4. A need for uniform sampling protocols and a centralized collection of all testing results.
From the outset, there was confusion about appropriate testing protocols. We do not believe that the sampling strategy was adequate or test results were fully reported to the public. For example, the EPA relied almost exclusively on the results of outdoor sampling to characterize risk—a method which does not provide an adequate characterization of indoor risk levels. Currently, testing is being done in buildings throughout the area by private companies, but there is no central repository to which the data is being reported or being mapped. We have learned that there is mercury contamination at 90 Church Street and that there is dioxin contamination in buildings owned by Manhattan Borough Community College, but there is not a systematic gathering of data of private testing so we can understand the patterns of exposure or contamination. The public is entitled to all of the data in real time and presented in an understandable manner so that people can make informed decisions.

5. Government agencies appear to have ignored their own precedents.
Twelve years ago, when asbestos-containing material contaminated buildings in Gramercy Park as a result of a steam pipe explosion, the New York City Department of Health declared a public health emergency, evacuated buildings, wrapped the buildings in plastic to prevent the dust from contaminating the area, sent in professional asbestos abatement cleaning companies and took five months to clean the apartments. The percentage of asbestos in the mud which was sprayed into buildings from the explosion was the same as that found in samples from the World Trade Center—only in Gramercy Park it is estimated that 200 pounds of asbestos was released whereas it is estimated that approximately 5,000 tons of asbestos was released at the World Trade Center.

EPA intervention in Libby, Montana provides a dramatic contrast to its posture here in New York City.

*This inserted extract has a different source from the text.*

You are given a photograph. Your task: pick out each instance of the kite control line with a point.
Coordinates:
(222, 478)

While conditions are qualitatively different than in the area surrounding the World Trade Center—the difference between the protocols followed in the two cities raises important questions. For example, in Libby, the EPA has spent more than $30 million in the last 2 years to decontaminate the outdoor environment in Libby, Montana. The EPA is expected to shortly declare a public health emergency in Libby in order to gain the authority to decontaminate private homes. In lower Manhattan, by contrast, EPA has only recently, after intense pressure, established an indoor air task force to examine the contamination of indoor air.

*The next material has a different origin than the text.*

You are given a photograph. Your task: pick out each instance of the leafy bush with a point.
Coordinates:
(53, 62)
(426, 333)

A driving force and priority in this crisis was to re-open the downtown area especially Wall Street. Public health was not government's main priority when the Mayor announced that Wall Street would be open the following Monday—only six days after the collapse. These decisions were made at the highest levels—probably at the White House. Politics, not public health, was in command.

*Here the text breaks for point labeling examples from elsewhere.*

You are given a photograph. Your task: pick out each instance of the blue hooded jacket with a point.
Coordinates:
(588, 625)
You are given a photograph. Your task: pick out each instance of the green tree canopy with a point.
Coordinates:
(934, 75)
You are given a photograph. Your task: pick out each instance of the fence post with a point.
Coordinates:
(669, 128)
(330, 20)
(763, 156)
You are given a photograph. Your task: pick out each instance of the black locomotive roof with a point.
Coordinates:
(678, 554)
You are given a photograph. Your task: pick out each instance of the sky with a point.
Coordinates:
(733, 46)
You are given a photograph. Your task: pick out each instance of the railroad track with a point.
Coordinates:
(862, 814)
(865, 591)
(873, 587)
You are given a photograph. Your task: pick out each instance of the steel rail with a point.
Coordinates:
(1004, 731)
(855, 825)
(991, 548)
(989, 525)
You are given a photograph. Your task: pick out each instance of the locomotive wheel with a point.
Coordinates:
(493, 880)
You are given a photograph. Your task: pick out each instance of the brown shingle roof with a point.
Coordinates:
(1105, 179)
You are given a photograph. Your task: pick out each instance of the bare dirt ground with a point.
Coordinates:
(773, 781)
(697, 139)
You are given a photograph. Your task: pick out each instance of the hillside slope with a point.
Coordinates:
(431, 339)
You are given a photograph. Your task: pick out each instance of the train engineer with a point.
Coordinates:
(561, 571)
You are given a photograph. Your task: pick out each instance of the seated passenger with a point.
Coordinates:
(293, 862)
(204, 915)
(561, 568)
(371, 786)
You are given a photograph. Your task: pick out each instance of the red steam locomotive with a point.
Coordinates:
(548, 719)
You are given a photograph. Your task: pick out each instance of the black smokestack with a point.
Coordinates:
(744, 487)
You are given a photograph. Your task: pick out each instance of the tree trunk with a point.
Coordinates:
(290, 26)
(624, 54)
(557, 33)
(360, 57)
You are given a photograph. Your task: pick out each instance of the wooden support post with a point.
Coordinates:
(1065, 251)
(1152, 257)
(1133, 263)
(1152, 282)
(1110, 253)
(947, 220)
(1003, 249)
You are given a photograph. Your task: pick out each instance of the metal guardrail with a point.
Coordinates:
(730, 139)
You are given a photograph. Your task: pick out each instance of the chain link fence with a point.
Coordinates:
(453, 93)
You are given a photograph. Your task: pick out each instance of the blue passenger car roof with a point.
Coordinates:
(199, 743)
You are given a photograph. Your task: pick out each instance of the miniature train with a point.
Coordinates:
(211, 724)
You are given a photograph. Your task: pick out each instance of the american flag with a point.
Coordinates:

The AFL-CIO's poster for Worker Memorial Day for 2002 is a photograph of workers at Ground Zero. We do not know when the shot was taken. Not one worker is wearing appropriate protective equipment. The workers who have worked at Ground Zero were on a mission to save their brothers and sisters in one of our nation's most horrible tragedies. These workers were heroes. But like workers who rush into confined spaces to save their brothers or sisters and are overpowered by toxic substances—we hope that they do not become martyrs— 6 months, next year or 10 years from now.

Of the many lessons learned we need to reiterate the dynamic that public health and worker safety are based upon stringent government standards, strong enforcement, and an educated, informed, active, organized workforce and public. We need to go back to basics.